Friday, January 28, 2011

A modest proposal

This week in Washington, Senator Frank Lautenberg of New Jersey introduced three very modest gun regulation bills, including one making it more difficult to sell guns to people on the terror watch list.
HMMMmmmmm. . . .lemmee get this straight Ms. Collins, you think it modest to impede millions of Americans purchasing a gun every year by having federal agents screen them against a secret list of names numbering over a million arbitrarily assembled at random by federal employees who cannot be held accountable? Sound about right?

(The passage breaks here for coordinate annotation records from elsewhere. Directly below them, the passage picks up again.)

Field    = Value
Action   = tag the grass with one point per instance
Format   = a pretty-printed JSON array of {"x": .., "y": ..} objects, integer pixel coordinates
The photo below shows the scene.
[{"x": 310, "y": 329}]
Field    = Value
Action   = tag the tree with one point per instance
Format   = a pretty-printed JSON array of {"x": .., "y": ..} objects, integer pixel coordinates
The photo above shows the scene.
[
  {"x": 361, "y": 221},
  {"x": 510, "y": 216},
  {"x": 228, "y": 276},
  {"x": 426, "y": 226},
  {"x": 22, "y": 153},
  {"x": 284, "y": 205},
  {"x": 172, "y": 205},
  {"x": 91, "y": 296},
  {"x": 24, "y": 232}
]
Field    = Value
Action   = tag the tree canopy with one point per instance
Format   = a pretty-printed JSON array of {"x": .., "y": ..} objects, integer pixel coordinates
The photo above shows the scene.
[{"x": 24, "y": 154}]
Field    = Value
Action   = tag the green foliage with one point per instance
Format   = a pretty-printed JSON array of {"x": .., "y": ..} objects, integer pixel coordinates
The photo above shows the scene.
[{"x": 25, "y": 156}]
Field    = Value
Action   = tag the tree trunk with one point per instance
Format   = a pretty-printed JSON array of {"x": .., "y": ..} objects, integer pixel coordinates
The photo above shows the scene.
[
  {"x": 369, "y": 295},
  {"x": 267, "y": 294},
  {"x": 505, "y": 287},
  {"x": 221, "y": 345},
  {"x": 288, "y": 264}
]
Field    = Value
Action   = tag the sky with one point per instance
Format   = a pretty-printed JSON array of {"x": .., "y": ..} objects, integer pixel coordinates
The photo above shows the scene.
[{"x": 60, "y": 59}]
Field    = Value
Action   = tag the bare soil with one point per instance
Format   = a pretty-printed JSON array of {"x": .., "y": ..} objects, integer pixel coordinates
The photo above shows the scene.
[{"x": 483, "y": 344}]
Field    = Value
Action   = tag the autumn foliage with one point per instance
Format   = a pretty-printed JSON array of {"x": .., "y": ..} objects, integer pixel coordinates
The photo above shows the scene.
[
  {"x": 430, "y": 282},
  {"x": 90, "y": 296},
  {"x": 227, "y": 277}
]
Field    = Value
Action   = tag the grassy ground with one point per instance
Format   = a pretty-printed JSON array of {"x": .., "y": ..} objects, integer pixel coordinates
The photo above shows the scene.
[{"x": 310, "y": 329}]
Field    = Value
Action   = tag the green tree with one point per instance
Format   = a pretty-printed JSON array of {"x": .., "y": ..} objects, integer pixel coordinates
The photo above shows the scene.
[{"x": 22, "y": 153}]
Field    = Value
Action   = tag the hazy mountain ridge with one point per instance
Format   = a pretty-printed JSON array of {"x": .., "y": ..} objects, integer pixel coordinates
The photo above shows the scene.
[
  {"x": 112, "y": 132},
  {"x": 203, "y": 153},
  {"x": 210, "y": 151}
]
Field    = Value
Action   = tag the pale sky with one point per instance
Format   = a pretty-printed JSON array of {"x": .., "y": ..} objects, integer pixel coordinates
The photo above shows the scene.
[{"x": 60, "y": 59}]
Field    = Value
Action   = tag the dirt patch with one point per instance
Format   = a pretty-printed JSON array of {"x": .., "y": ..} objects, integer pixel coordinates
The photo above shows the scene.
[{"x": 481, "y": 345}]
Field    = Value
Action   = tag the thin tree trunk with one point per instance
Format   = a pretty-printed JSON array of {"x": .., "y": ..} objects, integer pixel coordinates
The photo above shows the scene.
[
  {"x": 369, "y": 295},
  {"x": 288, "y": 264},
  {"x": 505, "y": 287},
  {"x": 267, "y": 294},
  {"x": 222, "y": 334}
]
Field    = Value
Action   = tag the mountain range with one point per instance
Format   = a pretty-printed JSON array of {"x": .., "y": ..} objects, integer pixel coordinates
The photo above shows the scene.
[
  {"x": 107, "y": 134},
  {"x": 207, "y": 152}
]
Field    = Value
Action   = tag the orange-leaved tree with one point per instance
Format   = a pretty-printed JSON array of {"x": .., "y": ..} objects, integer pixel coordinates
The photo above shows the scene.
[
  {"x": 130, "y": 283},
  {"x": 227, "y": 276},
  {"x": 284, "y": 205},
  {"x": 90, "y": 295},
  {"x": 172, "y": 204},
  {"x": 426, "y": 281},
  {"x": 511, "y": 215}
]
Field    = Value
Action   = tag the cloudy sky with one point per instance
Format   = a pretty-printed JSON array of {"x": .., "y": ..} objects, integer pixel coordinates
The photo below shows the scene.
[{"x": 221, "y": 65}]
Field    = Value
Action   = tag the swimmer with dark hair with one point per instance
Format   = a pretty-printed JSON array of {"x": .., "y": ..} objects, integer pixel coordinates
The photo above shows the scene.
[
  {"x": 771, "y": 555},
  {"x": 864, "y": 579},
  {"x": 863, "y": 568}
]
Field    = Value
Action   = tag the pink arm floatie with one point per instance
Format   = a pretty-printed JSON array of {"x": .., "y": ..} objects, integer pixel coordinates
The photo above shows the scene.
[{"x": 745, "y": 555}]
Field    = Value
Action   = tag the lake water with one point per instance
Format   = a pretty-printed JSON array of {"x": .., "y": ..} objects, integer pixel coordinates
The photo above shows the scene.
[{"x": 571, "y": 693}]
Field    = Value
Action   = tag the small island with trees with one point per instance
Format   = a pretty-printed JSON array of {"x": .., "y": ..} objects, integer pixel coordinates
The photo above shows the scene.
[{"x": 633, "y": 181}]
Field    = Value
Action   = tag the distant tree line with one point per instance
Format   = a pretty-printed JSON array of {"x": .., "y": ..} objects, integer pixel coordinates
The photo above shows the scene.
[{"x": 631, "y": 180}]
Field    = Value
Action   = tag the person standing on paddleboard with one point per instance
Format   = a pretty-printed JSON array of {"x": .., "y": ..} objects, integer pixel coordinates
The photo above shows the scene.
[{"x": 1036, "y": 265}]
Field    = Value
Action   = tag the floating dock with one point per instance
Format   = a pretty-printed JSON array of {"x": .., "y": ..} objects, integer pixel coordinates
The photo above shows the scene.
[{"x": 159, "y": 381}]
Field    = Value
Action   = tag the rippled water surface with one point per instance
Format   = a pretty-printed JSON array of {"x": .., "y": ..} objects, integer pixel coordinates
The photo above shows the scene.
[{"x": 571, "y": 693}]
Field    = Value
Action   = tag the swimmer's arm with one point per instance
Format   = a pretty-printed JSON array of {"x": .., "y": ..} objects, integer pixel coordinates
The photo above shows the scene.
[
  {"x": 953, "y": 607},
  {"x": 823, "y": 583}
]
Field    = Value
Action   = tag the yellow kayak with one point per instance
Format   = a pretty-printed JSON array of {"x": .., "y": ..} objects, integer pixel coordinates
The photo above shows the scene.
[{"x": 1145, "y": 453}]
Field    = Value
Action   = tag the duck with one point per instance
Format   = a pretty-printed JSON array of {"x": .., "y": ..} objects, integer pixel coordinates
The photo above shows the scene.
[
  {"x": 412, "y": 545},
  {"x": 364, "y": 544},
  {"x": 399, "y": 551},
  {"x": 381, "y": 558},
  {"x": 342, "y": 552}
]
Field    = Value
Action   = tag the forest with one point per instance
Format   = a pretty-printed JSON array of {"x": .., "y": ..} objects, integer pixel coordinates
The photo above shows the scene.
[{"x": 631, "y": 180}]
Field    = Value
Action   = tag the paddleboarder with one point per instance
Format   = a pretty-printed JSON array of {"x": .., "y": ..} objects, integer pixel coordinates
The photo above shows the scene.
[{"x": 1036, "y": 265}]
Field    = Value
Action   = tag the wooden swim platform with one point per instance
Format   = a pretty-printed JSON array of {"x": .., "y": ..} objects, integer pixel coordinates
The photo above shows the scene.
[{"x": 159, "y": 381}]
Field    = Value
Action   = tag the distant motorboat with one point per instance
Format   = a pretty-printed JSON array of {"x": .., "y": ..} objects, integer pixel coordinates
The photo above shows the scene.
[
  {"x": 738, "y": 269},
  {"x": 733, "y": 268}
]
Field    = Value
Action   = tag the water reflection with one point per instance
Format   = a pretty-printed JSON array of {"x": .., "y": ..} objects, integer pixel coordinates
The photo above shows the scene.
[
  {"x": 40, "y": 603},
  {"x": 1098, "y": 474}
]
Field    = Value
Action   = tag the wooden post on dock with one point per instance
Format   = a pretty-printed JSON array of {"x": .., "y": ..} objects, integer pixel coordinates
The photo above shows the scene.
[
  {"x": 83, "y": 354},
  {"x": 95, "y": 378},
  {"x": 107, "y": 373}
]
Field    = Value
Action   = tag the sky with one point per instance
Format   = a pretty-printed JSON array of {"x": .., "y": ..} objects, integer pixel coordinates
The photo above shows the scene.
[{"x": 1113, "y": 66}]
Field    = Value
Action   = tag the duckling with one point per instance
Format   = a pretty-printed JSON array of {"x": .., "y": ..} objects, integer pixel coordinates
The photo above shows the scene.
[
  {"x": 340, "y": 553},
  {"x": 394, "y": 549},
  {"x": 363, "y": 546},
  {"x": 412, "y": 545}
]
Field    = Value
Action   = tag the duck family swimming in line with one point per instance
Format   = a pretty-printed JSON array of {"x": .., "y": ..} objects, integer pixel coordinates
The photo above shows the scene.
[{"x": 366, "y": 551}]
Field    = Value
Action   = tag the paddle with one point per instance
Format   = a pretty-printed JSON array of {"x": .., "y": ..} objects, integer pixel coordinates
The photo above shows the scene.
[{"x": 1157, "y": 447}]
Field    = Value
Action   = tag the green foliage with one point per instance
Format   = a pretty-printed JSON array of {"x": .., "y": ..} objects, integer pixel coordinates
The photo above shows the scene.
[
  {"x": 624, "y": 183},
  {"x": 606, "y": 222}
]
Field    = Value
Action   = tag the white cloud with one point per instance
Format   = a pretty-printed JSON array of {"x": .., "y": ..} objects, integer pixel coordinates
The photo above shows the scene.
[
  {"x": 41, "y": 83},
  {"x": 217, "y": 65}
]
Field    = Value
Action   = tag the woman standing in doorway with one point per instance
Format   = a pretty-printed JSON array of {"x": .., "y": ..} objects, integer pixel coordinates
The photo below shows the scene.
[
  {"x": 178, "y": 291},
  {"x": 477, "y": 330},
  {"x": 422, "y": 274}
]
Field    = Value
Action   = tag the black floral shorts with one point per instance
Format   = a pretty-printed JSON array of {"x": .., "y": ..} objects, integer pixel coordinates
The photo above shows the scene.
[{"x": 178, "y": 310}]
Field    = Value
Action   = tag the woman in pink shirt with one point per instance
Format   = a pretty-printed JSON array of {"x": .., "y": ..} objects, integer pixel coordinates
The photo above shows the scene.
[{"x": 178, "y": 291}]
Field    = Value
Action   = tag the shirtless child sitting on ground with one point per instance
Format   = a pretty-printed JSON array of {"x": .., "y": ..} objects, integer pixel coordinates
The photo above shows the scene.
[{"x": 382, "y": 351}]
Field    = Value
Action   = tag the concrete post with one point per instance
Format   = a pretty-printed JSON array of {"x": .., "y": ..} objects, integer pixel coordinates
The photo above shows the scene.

Jeez, I would hate to see what you consider a radical proposal. Oh yeah, this:
Meanwhile, in Salt Lake City, the State Legislature is considering a bill to honor the Browning M1911 pistol by making it the official state firearm.
Gail Collins considers a law that impacts no one in any substantive way at all an absurd idea, yet thinks that a law that would impact Americans for years to come is modest. Pretty backwards if you ask me, but then again, I'm talking about a woman who is confused about the meaning of the word "terror:"
The terror of the National Rifle Association is so pervasive that President Obama did not want to poison the mood of his State of the Union address by suggesting that when somebody on the terror watch list tries to buy a gun, maybe we should do an extra check.
So a group of people who advocate the peaceable ownership of arms are terror[ists]? That puts a qualifier on exactly who she believes should be on a secret government list, no? I guess this prophetic understanding that she has in that branding non-violent people with a dark label and forever restricting or taking away their rights is "extremely mild," while ensuring a dead man who designed a bad-ass nine shot pistol is honored in his state is radical somehow leads us to want to send her nice comments on her shit article telling her about how smart she is.

The rest of the article is disgusting, and one can see right away how partisan she is.